Pollution plastique : à Genève, nouvelle tentative pour un traité à l’échelle du cycle de vie

 

La Conférence des Nations unies sur l’océan qui s’est tenue à Nice en juin dernier, a permis aux pays partisans d’un traité ambitieux de se compter, et de maintenir la pression avant l’ouverture de l’INC 5.2, soit la deuxième partie de la cinquième session du Comité intergouvernemental de négociation sur la pollution plastique. Elle se tiendra à l’Office des Nations unies de Genève, du 5 au 14 août, et est supposée être la dernière. Comme l’était la précédente à Busan, en décembre dernier.

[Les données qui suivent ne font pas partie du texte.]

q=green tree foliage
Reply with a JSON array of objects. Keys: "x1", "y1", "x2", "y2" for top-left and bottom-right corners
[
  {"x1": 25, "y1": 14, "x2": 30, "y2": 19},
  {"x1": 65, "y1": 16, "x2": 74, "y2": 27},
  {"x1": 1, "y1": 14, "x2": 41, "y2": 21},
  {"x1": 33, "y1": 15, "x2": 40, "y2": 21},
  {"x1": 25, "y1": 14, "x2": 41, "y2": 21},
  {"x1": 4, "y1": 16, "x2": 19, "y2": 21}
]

En juin, 95 États sur les quelques 170 impliqués dans la négociation ont ainsi signé « l’appel de Nice pour un traité ambitieux sur les plastiques ». Les signataires considèrent que « l’adoption d’un objectif mondial de réduction de la production et de la consommation de polymères plastiques primaires », la mise en place d’une  « obligation juridiquement contraignante pour éliminer progressivement les produits plastiques les plus problématiques et les substances chimiques préoccupantes » ou encore l’amélioration, par une obligation contraignante, de la conception des produits plastiques », sont des conditions nécessaires pour « parvenir à un accord à la hauteur de ce que la science nous dit et de ce que nos citoyens réclament ». 

Ces objectifs correspondent également au mandat du Programme des Nations unies pour l’environnement (PNUE) fixé par la résolution 5/14, adoptée en mars 2022, avant que débutent les discussions. Selon cette résolution, les négociations devront permettre d’adopter un instrument international juridiquement contraignant pour mettre fin à la pollution plastique, « y compris dans le milieu marin », et à l’échelle du cycle de vie du plastique, de l’extraction des matières premières nécessaires à sa production, à son élimination.

 

La Chine, pays clé dans les négociations

 

« Le problème, c’est que le PNUE semble désormais vouloir un texte à tout prix, quitte à tirer ces ambitions vers le bas », déplore Henri Bourgeois-Costa, chargé de plaidoyer sur les enjeux liés aux plastiques à la Fondation Tara Océan, qui bénéficie du statut d’observateur à l’ONU et participe à ses travaux. Car de session en session, deux camps irréconciliables s’opposent : celui des « willings », les partisans d’un traité ambitieux à l’échelle du cycle de vie, dont les rangs grossissent, et celui des « like minded », les récalcitrants qui veulent protéger leurs industries pétrolières et pétrochimiques, au premier rang desquels la Russie, l’Inde et les pays du Golfe arabo-persique emmenés par l’Arabie saoudite.

« Leur position pourrait être renforcée par l’attitude unilatérale des États-Unis », indique Henri Bourgeois-Costa, qui rappelle au passage qu’ils signent et ratifient peu de traités internationaux (« et les appliquent encore moins »), et produisent principalement pour leur marché intérieur. L’espoir pourrait paradoxalement venir de la Chine, premier producteur mondial de plastique, qui porte depuis quelques années un projet de « civilisation écologique », et dont le président Xí Jìnpíng a, à plusieurs reprises, souligné la nécessité de réduire la production mondiale de plastique, qui atteint les 460 millions de tonnes chaque année et pourrait tripler d’ici 2060 en cas de statu quo, selon les chiffres du PNUE et de l’Organisation de coopération et de développement économiques (OCDE).

« La réduction de la production doit être au centre de tous les efforts et au cœur du traité », abonde Henri Bourgeois-Costa. « Il faut faire le deuil du consensus, que souhaite le PNUE, mais qui porte le risque d’un texte mou et sans contenu. Il faut aller au vote, avec les pays ambitieux, qui doivent passer à l’offensive ». Plusieurs délégations ministérielles sont annoncées à la fin des négociations. « La présence politique est toujours un signal fort », commente le chargé de plaidoyer de la Fondation Tara Océan. La ministre française de la Transition écologique, Agnès Pannier-Runacher, devrait faire le voyage jusqu’à Genève.